The destruction in the Philippines wrought by Typhoon Haiyan is the latest in a string of extreme weather events that have occurred over the past decade. As climate change continues unabated, these events have increased in frequency and impact. Unfortunately, most of the areas that get hit the hardest have the weakest infrastructure and the most underdeveloped economies to respond adequately.

Mayor of Tacloban Alfred Romualdez recently said that residents should flee the city. He said he was worried that the city would not be able to provide basic services and he feared the breakdown of law and order. Already, Romualdez had to choose between using the meager resources at his disposal to either provide food and water or to dispose of the dead bodies in the streets.

Now Naderev Sano, a delegate of the Philippines Climate Change Commission, is taking a stand. At the United Nations Climate Change Conference in Warsaw, Poland on Tuesday Nov. 12, Sano said he will be going on a hunger strike “until a meaningful outcome is in sight.”

According to The Guardian, researchers have found a definitive link between climate change and the rising intensity of storms.

According to professor Myles Allen of the University of Oxford, “The current consensus is that climate change is not making the risk of hurricanes any greater, but there are physical arguments and evidence that there is a risk of more intense hurricanes.” Specifically, rising water temperatures increase storms’ strengths, and rising water levels increase the risk of flooding.

Meanwhile, the developed countries chiefly responsible for the greenhouse gas emissions that drive global warming do not seem to be taking the talks seriously. Australia failed to send its environment minister, who preferred to stay home in order to work on the dismantling of Australia’s carbon tax.

A United States briefing on the Warsaw climate summit obtained by The Guardian revealed that the U.S. is worried that the typhoon will lead to extreme weather events dominating the talks. The U.S. opposed proposals of damage payments at last year’s talks in Qatar and insisted that any money should be referred to as “aid.”

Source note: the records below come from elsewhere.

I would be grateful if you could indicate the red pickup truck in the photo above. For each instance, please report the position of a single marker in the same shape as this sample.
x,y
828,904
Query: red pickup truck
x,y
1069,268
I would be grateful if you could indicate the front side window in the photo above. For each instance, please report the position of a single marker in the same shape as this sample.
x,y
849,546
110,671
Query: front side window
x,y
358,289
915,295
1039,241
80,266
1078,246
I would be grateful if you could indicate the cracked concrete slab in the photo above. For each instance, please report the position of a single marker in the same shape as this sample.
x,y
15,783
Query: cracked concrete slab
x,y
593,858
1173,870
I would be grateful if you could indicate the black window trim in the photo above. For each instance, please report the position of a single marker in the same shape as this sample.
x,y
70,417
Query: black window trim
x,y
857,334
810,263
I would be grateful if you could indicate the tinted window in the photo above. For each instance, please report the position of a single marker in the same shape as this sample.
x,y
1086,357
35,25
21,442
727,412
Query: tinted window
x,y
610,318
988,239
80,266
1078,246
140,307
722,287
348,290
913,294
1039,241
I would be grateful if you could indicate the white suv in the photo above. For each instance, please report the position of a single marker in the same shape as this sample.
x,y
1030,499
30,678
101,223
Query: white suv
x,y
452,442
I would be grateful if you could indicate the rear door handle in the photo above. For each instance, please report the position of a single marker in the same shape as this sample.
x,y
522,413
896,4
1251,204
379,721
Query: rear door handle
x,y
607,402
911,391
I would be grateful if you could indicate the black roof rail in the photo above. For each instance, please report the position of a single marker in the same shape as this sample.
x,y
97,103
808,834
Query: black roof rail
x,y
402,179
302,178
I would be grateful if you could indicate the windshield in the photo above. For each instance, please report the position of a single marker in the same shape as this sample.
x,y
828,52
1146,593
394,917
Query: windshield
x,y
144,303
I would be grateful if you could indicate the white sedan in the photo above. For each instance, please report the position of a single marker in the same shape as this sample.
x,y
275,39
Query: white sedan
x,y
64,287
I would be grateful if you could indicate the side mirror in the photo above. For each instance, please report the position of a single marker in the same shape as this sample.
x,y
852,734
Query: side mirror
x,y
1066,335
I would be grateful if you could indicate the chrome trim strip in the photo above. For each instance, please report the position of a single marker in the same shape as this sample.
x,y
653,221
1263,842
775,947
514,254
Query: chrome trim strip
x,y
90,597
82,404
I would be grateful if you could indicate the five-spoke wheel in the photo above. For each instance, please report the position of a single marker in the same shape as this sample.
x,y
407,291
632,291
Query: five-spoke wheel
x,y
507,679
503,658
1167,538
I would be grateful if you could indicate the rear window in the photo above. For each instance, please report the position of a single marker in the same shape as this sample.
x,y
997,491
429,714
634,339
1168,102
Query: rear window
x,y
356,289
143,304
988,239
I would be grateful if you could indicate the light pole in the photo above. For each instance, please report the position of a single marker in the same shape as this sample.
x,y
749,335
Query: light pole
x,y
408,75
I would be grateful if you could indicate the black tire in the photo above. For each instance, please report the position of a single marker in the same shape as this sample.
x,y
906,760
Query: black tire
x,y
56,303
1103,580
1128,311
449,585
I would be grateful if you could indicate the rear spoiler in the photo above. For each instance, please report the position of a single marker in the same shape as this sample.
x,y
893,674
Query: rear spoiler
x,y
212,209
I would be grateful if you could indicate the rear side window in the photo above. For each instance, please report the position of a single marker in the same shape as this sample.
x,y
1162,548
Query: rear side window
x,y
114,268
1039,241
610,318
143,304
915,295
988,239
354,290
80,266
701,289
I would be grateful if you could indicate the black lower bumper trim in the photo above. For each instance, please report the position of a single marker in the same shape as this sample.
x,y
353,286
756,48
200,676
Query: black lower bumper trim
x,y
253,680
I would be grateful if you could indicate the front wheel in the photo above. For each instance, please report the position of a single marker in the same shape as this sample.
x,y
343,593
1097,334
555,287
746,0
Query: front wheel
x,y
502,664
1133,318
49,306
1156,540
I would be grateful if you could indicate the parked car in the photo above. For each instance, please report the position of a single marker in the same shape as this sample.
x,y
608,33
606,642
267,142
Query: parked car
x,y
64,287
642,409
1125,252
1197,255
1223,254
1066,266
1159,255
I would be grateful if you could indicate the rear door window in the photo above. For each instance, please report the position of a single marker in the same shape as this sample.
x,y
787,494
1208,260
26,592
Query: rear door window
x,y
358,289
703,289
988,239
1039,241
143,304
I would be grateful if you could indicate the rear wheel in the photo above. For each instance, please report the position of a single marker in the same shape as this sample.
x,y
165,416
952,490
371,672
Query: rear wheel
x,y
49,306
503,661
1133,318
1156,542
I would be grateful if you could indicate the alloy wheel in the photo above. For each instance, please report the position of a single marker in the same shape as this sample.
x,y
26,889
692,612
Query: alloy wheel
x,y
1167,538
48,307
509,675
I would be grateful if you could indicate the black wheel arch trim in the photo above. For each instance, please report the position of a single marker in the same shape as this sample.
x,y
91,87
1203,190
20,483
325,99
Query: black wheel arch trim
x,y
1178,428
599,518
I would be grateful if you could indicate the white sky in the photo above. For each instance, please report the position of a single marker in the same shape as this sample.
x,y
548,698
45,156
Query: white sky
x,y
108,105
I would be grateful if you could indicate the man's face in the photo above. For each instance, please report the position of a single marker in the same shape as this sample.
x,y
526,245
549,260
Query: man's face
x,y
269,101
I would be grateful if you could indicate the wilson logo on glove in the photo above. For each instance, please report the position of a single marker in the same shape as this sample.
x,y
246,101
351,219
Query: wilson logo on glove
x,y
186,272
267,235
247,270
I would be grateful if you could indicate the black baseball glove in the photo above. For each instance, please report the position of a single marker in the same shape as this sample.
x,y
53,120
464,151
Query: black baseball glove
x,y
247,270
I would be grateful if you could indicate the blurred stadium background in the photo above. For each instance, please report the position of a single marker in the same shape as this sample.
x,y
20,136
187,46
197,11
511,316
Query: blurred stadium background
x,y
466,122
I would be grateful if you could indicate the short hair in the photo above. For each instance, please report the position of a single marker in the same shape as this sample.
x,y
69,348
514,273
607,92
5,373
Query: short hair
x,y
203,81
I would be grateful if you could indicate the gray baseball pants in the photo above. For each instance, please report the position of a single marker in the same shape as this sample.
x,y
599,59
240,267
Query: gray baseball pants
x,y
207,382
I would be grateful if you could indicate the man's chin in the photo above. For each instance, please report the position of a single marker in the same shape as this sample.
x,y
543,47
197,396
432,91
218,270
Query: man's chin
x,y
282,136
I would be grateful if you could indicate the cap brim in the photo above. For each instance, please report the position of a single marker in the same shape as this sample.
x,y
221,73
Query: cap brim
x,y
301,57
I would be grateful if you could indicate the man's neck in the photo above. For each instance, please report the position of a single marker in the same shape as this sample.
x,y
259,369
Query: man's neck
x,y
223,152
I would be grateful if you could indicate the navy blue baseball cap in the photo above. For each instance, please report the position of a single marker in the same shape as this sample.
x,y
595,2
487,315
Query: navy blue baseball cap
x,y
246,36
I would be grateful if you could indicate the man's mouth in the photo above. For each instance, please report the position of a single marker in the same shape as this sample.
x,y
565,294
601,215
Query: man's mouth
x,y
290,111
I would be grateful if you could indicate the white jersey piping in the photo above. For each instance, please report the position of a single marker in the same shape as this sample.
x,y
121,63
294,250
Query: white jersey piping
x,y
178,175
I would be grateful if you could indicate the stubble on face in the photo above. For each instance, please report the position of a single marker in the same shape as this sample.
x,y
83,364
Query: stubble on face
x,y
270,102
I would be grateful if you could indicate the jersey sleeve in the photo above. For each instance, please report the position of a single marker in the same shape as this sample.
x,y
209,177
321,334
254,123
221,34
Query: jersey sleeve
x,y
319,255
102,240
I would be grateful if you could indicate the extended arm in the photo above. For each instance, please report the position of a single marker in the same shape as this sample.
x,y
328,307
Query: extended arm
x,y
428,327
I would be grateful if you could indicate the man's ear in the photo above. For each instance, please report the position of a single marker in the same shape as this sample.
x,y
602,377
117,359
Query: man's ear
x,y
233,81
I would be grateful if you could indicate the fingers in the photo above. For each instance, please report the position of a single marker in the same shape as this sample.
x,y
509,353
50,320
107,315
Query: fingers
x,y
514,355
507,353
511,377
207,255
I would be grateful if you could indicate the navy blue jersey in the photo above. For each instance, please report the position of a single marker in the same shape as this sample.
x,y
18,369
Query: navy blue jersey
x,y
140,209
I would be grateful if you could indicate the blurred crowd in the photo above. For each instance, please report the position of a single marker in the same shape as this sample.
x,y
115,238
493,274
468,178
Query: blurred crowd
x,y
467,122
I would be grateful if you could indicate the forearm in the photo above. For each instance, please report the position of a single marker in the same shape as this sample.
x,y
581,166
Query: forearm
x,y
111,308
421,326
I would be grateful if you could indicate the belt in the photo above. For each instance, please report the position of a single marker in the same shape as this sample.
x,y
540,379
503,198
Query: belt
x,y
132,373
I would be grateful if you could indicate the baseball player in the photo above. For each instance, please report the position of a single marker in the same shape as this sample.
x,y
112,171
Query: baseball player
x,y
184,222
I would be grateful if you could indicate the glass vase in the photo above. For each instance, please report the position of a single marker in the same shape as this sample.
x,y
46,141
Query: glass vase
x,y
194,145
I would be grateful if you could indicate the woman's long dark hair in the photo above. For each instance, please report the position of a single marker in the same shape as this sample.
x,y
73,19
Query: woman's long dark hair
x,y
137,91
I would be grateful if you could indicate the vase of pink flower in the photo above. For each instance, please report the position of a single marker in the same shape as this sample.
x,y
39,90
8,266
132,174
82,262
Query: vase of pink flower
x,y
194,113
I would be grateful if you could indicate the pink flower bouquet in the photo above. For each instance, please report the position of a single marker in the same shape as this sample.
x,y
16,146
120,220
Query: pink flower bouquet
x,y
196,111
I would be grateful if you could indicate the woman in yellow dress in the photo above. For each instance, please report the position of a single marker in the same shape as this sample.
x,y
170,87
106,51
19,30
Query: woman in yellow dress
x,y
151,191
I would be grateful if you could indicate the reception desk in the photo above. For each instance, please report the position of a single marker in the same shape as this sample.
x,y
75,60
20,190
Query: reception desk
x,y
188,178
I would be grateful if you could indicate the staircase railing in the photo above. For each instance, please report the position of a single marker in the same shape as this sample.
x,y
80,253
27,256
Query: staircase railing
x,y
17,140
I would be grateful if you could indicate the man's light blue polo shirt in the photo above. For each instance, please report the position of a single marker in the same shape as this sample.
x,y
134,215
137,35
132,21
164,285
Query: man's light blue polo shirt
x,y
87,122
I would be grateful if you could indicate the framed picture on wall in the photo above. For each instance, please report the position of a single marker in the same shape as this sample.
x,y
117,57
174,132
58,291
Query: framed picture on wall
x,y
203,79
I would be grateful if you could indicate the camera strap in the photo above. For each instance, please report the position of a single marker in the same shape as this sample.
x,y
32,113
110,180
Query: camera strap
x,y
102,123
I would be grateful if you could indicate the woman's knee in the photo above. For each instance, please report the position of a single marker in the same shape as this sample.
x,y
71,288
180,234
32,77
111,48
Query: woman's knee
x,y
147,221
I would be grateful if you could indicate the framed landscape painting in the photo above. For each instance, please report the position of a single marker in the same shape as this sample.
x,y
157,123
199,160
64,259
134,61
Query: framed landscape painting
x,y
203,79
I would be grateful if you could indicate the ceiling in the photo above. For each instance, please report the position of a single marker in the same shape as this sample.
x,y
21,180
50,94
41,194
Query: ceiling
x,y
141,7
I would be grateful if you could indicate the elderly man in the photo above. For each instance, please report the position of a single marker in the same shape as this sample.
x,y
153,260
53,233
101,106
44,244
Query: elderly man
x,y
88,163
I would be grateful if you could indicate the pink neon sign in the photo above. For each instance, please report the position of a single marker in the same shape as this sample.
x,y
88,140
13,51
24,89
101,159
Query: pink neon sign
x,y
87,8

The briefing shows that the U.S. is unwilling to participate in a meaningful discussion on remediating the effects of climate change.

Countries like the Philippines should not have to rely on humanitarian aid packages pieced together after each disaster. Rather, there should be a comprehensive compensation plan in which high-emission countries take financial responsibility for their role in causing climate change.

Developed countries, such as Japan, have the resources to rebuild after natural disasters like the 2011 earthquake and tsunami. Other countries depend on humanitarian aid pieced together after each disaster.

Developed countries’ consumption can serve as a cautionary example for nations in the midst of development. Rather than investing in the types of pollution-heavy industry that spurred China’s rapid growth, developing countries should look to greener and more sustainable initiatives.